Subsequently, the harbour continued to expand. In 1852, following a storm, the south pier (on which the lighthouse stands) was extended, and a new light was provided at the end of the pier extension (described as a lantern on a post, lit by three gas jets) with a range of 6 nmi. The lighthouse thereafter served as a tidal light, being lit at night only for as long as there was 8 ft of water within the harbour; (during the day it exhibited a red spherical day mark to signify the same). In 1858 the harbour trustees commissioned James Chance to manufacture a small (fourth-order) fixed optic for the lighthouse, which gave the tidal light a range of 12 nmi. The previous year, following completion of the Elizabeth Dock, additional (minor) lights had been installed on the north tongue and south jetty, within the harbour, coloured green and red respectively.

==20th century==
By 1946 the light was powered by acetylene. The painter L. S. Lowry used Maryport and the lighthouse in several of his paintings. Trinity House took charge of it in 1961.

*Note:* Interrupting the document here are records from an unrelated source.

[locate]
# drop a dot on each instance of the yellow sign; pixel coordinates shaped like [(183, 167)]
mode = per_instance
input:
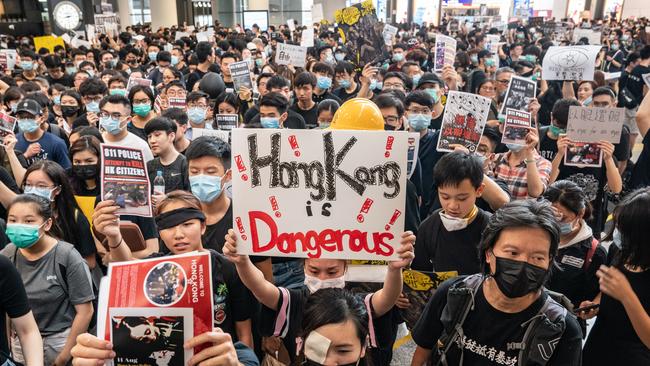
[(48, 42)]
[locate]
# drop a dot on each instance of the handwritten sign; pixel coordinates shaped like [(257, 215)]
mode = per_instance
[(592, 124), (445, 52), (287, 54), (570, 63), (319, 193), (463, 121)]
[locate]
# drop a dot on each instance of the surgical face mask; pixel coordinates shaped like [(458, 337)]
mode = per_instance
[(323, 82), (314, 283), (419, 122), (196, 114), (92, 107), (516, 278), (453, 223), (22, 235), (270, 122), (142, 109), (28, 125), (110, 125), (205, 187)]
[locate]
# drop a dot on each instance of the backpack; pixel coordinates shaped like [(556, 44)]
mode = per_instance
[(543, 331)]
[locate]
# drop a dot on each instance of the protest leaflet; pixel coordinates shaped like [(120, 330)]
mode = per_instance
[(241, 75), (226, 121), (519, 94), (445, 52), (125, 180), (418, 288), (463, 121), (149, 307), (570, 62), (516, 127), (318, 193), (287, 54)]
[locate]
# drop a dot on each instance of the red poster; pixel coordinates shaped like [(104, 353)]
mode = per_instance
[(149, 308)]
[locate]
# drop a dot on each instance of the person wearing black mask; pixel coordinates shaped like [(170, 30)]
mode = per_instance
[(526, 326)]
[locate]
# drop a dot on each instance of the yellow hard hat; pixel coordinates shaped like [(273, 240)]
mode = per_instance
[(358, 114)]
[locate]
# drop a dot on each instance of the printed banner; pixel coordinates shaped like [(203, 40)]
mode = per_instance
[(125, 180), (287, 54), (149, 308), (463, 121), (592, 124), (319, 193), (516, 127), (520, 92), (570, 63), (241, 75)]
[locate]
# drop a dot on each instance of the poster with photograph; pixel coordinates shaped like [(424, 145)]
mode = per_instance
[(125, 180), (519, 94), (593, 124), (149, 307), (445, 52), (570, 63), (241, 75), (583, 154), (418, 287), (226, 122), (463, 121), (335, 194), (516, 127)]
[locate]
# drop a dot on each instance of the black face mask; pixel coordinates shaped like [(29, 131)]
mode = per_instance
[(85, 171), (516, 278), (69, 111)]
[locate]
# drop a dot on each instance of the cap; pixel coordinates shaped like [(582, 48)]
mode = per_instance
[(30, 106)]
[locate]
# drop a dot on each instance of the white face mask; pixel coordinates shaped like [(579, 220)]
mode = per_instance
[(314, 283), (453, 223)]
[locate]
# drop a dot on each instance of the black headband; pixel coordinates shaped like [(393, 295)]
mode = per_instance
[(178, 216)]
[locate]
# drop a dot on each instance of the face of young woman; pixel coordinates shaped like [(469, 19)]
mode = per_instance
[(185, 237)]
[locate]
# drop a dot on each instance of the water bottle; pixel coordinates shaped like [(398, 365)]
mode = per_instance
[(159, 183)]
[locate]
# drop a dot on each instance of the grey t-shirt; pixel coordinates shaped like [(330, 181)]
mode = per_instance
[(51, 298)]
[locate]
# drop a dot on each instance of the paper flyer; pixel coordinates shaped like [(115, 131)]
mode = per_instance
[(463, 121), (149, 307), (125, 180)]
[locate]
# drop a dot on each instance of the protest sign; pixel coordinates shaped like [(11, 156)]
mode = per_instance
[(418, 287), (592, 124), (319, 193), (287, 54), (226, 121), (125, 180), (241, 75), (583, 154), (519, 94), (463, 121), (445, 52), (570, 63), (516, 127), (148, 308)]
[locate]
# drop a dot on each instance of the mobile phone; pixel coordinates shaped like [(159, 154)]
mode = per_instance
[(586, 308)]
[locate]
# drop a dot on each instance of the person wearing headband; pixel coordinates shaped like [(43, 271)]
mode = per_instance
[(181, 224)]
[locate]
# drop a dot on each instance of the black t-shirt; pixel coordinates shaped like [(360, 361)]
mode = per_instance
[(487, 332), (612, 340), (13, 301), (310, 116), (174, 174), (233, 302), (439, 250)]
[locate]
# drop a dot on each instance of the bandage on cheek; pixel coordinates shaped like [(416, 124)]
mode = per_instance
[(316, 346)]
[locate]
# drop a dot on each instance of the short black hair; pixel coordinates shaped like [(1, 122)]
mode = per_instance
[(453, 168), (275, 99), (209, 146), (160, 124)]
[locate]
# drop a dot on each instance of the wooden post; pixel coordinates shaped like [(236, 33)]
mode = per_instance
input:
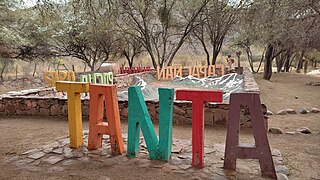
[(105, 96), (261, 149), (198, 99), (74, 109)]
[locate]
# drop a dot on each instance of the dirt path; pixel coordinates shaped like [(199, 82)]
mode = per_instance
[(300, 151)]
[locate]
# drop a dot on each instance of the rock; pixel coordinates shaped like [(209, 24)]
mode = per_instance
[(303, 111), (30, 151), (195, 178), (52, 145), (291, 111), (69, 162), (145, 165), (35, 163), (219, 147), (269, 112), (184, 156), (290, 132), (103, 178), (304, 130), (53, 160), (275, 152), (209, 150), (281, 176), (58, 151), (56, 169), (78, 154), (168, 168), (23, 162), (184, 167), (68, 154), (48, 150), (282, 169), (32, 168), (282, 112), (275, 131), (315, 110), (175, 161), (37, 155)]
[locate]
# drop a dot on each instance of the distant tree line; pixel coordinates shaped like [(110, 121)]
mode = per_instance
[(97, 31)]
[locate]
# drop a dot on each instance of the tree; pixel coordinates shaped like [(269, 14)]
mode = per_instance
[(160, 26), (216, 21), (131, 48), (83, 29)]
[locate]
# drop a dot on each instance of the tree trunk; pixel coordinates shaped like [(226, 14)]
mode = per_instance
[(16, 71), (268, 63), (249, 56), (300, 61), (2, 71), (280, 61), (85, 67), (214, 57), (305, 69), (287, 62)]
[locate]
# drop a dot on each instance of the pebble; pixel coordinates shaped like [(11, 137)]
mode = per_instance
[(168, 168), (304, 130), (184, 167), (282, 169), (68, 154), (303, 111), (282, 112), (175, 161), (103, 178), (315, 110), (58, 151), (291, 111), (53, 160), (269, 113), (37, 155), (281, 176), (290, 132), (275, 131), (30, 151)]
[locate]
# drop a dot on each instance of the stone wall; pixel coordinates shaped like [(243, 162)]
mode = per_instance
[(33, 103), (215, 114)]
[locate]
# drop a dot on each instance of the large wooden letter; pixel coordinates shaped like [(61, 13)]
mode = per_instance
[(74, 109), (139, 117), (261, 149), (100, 95), (198, 99)]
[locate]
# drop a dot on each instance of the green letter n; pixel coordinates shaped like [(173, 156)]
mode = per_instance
[(138, 117)]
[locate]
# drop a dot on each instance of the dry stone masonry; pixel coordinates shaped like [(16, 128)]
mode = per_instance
[(39, 102)]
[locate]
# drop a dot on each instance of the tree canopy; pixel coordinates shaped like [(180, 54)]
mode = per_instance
[(97, 31)]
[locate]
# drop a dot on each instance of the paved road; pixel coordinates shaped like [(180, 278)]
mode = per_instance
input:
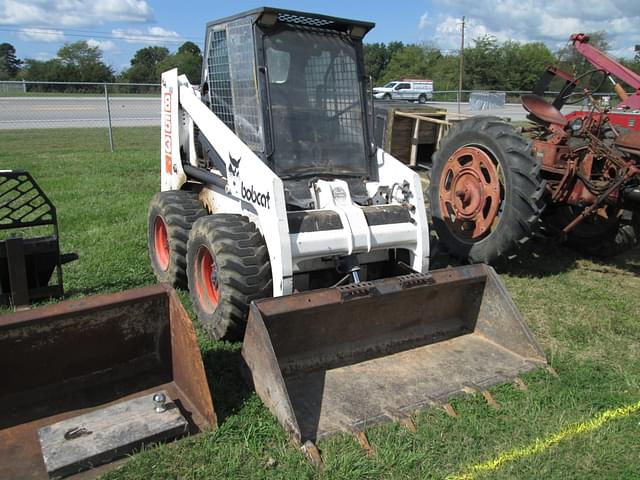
[(90, 111), (80, 111)]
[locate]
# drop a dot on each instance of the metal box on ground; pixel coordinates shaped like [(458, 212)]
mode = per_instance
[(80, 356)]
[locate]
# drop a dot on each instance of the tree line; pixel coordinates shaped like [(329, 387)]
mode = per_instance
[(488, 64), (81, 62)]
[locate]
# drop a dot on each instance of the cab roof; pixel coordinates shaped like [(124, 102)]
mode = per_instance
[(270, 16)]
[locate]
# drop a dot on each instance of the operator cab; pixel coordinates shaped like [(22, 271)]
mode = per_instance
[(291, 86)]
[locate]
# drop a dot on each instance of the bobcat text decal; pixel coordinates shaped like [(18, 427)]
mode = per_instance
[(248, 194), (166, 121)]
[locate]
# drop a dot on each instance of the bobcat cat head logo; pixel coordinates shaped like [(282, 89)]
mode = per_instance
[(234, 166)]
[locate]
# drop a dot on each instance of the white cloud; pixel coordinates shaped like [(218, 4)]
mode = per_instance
[(424, 20), (41, 35), (150, 35), (548, 21), (44, 56), (72, 13), (104, 45)]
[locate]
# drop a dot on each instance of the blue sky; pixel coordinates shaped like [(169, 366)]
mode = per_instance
[(38, 28)]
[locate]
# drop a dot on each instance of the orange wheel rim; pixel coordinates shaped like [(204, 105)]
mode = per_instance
[(161, 243), (471, 193), (206, 280)]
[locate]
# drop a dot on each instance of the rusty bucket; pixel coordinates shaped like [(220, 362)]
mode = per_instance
[(79, 356), (338, 359)]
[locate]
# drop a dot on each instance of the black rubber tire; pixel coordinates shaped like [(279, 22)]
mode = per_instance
[(591, 237), (523, 189), (241, 261), (178, 210)]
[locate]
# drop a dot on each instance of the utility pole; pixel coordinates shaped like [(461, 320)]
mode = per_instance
[(460, 73)]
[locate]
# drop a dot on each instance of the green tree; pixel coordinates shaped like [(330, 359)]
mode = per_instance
[(408, 62), (84, 62), (376, 58), (144, 65), (9, 63), (481, 64), (188, 60)]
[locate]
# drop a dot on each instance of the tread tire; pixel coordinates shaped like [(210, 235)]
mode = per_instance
[(524, 198), (179, 209), (243, 272)]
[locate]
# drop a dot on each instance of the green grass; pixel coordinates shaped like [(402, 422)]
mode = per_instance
[(584, 313)]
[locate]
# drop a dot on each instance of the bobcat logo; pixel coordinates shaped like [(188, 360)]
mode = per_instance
[(235, 166)]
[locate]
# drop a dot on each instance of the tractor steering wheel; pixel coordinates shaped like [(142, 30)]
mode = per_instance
[(586, 83)]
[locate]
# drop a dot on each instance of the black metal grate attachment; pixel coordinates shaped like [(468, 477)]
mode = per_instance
[(22, 202), (306, 21)]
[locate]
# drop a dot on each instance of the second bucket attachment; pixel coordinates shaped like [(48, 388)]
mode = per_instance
[(337, 359)]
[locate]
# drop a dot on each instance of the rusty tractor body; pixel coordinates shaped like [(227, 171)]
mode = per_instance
[(578, 177), (65, 360)]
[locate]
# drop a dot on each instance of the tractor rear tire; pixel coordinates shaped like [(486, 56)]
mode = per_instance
[(594, 236), (228, 267), (486, 193), (171, 215)]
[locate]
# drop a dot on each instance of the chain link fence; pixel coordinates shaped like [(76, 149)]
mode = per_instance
[(110, 106), (52, 105)]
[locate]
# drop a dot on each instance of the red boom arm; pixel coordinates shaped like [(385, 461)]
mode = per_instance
[(602, 61)]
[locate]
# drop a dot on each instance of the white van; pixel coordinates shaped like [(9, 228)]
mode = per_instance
[(409, 89)]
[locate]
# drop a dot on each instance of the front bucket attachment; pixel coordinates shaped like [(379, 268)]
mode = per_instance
[(337, 359), (90, 356)]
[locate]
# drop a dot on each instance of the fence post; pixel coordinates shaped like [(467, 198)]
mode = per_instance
[(106, 99)]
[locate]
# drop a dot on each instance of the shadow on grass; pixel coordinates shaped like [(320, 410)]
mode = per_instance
[(544, 257), (108, 287), (223, 364)]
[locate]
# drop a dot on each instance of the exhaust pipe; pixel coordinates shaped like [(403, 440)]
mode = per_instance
[(338, 359)]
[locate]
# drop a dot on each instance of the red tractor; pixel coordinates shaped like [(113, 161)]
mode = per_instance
[(577, 176)]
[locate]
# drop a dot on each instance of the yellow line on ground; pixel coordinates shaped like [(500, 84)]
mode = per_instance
[(540, 445)]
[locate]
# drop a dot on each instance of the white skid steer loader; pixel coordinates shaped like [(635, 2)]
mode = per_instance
[(284, 220)]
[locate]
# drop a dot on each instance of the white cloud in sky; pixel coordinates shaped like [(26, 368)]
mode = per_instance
[(149, 35), (72, 13), (424, 20), (104, 45), (548, 21), (41, 35)]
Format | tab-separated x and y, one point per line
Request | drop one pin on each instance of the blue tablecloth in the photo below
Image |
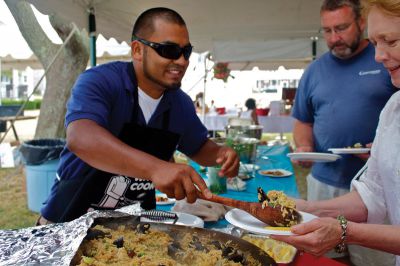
268	157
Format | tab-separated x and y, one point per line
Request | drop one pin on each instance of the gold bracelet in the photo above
341	247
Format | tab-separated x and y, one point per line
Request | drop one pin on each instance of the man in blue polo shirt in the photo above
337	104
125	120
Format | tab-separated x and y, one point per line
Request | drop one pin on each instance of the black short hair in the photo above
250	103
144	25
331	5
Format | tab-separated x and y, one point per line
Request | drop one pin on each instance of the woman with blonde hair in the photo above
357	217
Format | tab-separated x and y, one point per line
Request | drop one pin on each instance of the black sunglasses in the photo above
168	50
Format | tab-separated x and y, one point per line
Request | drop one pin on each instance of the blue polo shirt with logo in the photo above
343	100
104	94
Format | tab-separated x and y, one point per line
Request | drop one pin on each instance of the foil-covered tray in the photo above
57	244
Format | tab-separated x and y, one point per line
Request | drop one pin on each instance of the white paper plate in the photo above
269	172
244	220
313	156
248	167
184	219
167	202
349	150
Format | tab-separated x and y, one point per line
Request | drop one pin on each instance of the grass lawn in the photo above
14	212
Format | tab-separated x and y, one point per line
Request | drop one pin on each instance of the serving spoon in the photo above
273	216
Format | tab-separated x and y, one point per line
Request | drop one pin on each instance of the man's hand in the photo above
304	164
229	161
315	237
179	181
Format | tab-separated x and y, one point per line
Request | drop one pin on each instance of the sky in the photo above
238	89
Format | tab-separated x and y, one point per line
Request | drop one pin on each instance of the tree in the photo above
70	63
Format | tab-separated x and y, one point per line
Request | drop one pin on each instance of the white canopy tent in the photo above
263	33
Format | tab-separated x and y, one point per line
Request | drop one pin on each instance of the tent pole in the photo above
203	108
92	36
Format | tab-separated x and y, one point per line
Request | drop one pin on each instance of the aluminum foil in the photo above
54	244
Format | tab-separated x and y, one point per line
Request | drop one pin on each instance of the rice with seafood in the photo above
148	246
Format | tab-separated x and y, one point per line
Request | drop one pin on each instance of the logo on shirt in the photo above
370	72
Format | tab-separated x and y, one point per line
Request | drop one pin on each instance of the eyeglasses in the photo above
337	29
168	50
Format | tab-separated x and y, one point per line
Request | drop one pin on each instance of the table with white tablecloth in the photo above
216	122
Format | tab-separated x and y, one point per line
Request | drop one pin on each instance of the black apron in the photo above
103	190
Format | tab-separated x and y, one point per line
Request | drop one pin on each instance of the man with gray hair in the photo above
339	99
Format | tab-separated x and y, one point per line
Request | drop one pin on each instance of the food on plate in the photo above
278	199
161	199
144	245
357	146
272	172
279	251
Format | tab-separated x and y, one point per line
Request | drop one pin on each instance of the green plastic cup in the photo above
216	183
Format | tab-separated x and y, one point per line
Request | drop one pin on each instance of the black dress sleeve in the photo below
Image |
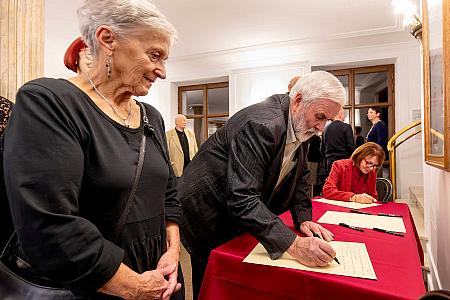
172	202
43	163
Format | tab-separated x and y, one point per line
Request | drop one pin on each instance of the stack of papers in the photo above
364	221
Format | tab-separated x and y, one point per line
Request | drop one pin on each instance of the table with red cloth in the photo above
396	261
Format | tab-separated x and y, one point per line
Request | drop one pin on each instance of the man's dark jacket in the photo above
230	185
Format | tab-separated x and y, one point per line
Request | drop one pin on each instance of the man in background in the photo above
182	145
292	82
337	140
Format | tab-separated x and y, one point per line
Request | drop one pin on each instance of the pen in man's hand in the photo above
351	227
389	215
318	236
359	212
388	231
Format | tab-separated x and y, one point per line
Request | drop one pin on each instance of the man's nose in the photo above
320	125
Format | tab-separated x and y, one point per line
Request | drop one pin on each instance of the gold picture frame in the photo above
436	68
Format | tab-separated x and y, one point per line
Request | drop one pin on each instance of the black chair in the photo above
384	189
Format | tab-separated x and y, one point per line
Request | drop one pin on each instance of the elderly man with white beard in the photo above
252	170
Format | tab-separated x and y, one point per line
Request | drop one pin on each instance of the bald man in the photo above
182	145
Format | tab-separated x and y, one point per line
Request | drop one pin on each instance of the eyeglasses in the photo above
371	164
87	53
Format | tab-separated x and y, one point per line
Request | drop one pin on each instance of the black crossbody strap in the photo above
118	230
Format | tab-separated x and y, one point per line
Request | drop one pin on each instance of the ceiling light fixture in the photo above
410	17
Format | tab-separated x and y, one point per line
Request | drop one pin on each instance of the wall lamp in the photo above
410	17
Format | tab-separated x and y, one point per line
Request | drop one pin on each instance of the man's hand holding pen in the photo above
363	198
312	251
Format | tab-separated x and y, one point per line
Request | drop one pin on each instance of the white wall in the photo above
437	212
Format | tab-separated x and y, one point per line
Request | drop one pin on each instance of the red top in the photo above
346	180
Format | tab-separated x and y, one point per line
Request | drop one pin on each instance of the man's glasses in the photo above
87	52
371	164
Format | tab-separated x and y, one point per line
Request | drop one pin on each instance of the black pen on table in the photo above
359	212
351	227
318	236
388	231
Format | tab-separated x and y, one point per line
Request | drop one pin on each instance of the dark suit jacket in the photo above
230	185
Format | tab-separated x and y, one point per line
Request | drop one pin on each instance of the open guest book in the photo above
353	205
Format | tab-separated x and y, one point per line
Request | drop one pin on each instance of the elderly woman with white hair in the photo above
94	202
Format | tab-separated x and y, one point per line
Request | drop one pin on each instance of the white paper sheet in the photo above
353	257
353	205
364	221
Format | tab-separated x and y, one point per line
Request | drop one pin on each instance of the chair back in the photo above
384	189
437	294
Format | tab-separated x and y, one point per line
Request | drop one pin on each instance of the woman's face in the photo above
139	61
84	61
369	163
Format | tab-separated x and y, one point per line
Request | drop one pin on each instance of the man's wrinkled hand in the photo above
309	228
312	252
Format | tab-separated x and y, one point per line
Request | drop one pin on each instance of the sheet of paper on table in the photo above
354	259
353	205
364	221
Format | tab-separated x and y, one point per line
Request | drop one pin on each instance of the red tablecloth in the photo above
396	262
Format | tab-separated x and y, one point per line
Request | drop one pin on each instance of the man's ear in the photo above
106	39
296	101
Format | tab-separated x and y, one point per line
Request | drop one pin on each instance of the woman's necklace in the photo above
125	121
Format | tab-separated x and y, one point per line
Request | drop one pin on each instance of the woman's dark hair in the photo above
71	55
368	149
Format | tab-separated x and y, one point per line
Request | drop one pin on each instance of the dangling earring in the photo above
108	66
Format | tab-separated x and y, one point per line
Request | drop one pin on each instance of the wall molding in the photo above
435	280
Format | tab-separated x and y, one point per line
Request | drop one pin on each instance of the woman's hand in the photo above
128	284
363	198
170	260
309	228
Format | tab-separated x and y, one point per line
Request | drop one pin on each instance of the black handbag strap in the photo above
118	229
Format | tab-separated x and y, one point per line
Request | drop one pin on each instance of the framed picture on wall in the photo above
436	66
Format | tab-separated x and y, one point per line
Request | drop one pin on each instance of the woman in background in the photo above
78	57
71	155
354	179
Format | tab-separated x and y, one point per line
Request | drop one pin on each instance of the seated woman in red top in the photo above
354	179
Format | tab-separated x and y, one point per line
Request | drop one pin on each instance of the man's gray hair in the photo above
319	85
125	17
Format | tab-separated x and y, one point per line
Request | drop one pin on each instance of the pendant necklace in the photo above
125	121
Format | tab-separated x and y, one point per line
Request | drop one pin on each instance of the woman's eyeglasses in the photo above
371	164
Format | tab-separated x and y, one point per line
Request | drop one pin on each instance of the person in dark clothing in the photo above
71	150
359	139
378	131
337	140
253	169
6	225
313	159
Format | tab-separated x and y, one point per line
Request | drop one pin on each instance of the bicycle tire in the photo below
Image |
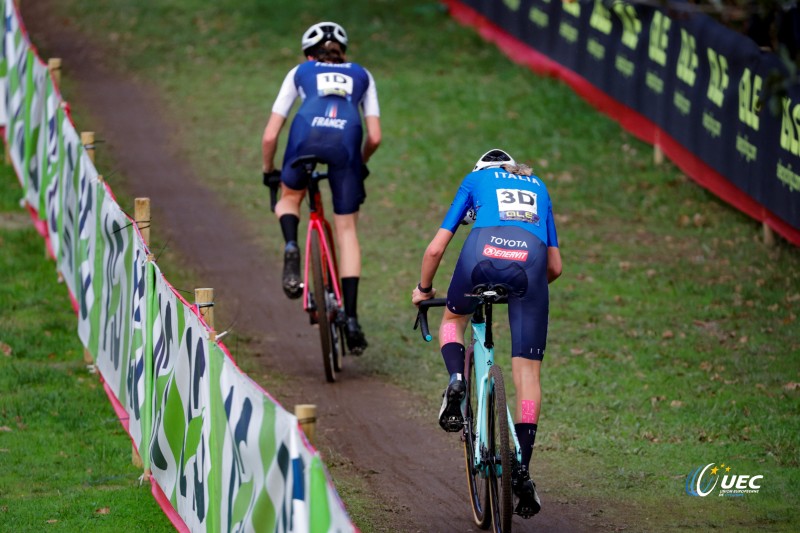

In 1996 Trinity House provided a new aluminium tower for the end of the pier extension, lit by mains electricity. At 4.7 metres tall and with a light intensity of only 120 candelas, the new tower was one of Trinity House's smaller beacons; it displays a flashing white light visible 6 nmi out to sea.

==21st century==
In 2010 Trinity House transferred responsibility for the new light to the Maryport Harbour Authority. The old lighthouse was restored and repainted in 2017 as part of a government-funded initiative for the refurbishment of seaside towns. Maryport Lighthouse was recognised during the 370th Council Meeting of the Round Table of Britain and Ireland.